Oh my good lord that short was amazing.
It wasn’t a short, was it? I remember it being feature or near feature length.
Sylvester and Tweety were okay but–with the exception of a few shorts–nothing special when compared with the rest of the Warner Brothers toon roster. Actually, I think Sylvester was a lot funnier in his non-Tweety cartoons where he’s trying to impress his easily-embarrassed son or he’s the mostly-silent and perpetually-terrified foil to Porky who has a blind-spot to all the weird things going on around them.
Rikki Tiki Tavi was a half hour of awesome with Orson Welles and June Foray, among others.
Good memory, Sir T-Cups! That Nagaina (sp) snake scared the bejesus out of me.
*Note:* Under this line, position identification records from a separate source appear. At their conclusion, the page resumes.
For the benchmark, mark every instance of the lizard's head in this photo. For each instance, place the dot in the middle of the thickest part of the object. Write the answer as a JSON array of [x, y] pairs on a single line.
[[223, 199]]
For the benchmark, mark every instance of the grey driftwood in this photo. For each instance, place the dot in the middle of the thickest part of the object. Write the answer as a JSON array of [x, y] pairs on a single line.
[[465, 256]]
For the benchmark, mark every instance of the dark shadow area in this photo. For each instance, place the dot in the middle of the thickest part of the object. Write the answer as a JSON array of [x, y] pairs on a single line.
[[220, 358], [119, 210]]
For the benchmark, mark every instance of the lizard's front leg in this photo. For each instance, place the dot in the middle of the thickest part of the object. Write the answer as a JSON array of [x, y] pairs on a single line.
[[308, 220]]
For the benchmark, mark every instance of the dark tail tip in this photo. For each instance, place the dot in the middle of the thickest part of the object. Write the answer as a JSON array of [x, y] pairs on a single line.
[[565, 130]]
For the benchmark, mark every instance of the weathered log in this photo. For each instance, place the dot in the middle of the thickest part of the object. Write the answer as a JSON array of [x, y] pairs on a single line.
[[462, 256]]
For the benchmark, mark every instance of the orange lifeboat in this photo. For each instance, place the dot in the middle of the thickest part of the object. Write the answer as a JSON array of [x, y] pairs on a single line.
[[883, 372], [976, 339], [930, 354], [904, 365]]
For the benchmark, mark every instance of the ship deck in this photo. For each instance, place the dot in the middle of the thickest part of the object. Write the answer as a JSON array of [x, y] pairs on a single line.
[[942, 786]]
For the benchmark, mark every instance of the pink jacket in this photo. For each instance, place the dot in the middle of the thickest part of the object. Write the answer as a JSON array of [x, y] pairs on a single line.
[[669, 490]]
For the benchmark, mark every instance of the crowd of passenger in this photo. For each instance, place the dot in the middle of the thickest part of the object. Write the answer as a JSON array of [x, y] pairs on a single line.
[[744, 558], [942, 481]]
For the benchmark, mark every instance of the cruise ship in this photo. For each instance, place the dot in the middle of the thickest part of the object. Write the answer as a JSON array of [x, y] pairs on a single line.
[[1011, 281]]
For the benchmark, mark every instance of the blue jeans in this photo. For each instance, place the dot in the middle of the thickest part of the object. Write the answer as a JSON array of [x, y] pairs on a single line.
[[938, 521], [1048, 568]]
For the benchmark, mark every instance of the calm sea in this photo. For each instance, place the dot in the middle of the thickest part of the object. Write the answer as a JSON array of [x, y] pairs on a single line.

“Son of the man who killed Nag. If you move, I strike! If you do not move, I strike!”
“What price for a cobra’s egg?”
I agree completely on Jerry, and somewhat with Tweety. This is where the psychology comes in again. The Roadrunner never goes out of his way to hurt the Coyote. That was one of the rules. The worst he ever does is surprise him by going “beep, beep!” There’s sympathy for the Coyote, but everyone can see that he brings these things on himself. I didn’t hate the Roadrunner because he never really did anything wrong. Jerry was just a sadistic little shit.
And the Coyote had moments of sheer brilliance. My favorite had a wagon, a tubful of water, an outboard motor, and roller skates. The Coyote puts the motor in the tub, cranks the throttle, and the whole contraption starts moving forward. In the real world, this is completely impossible; but in the cartoon world it is some sort of weirdly inspired genius.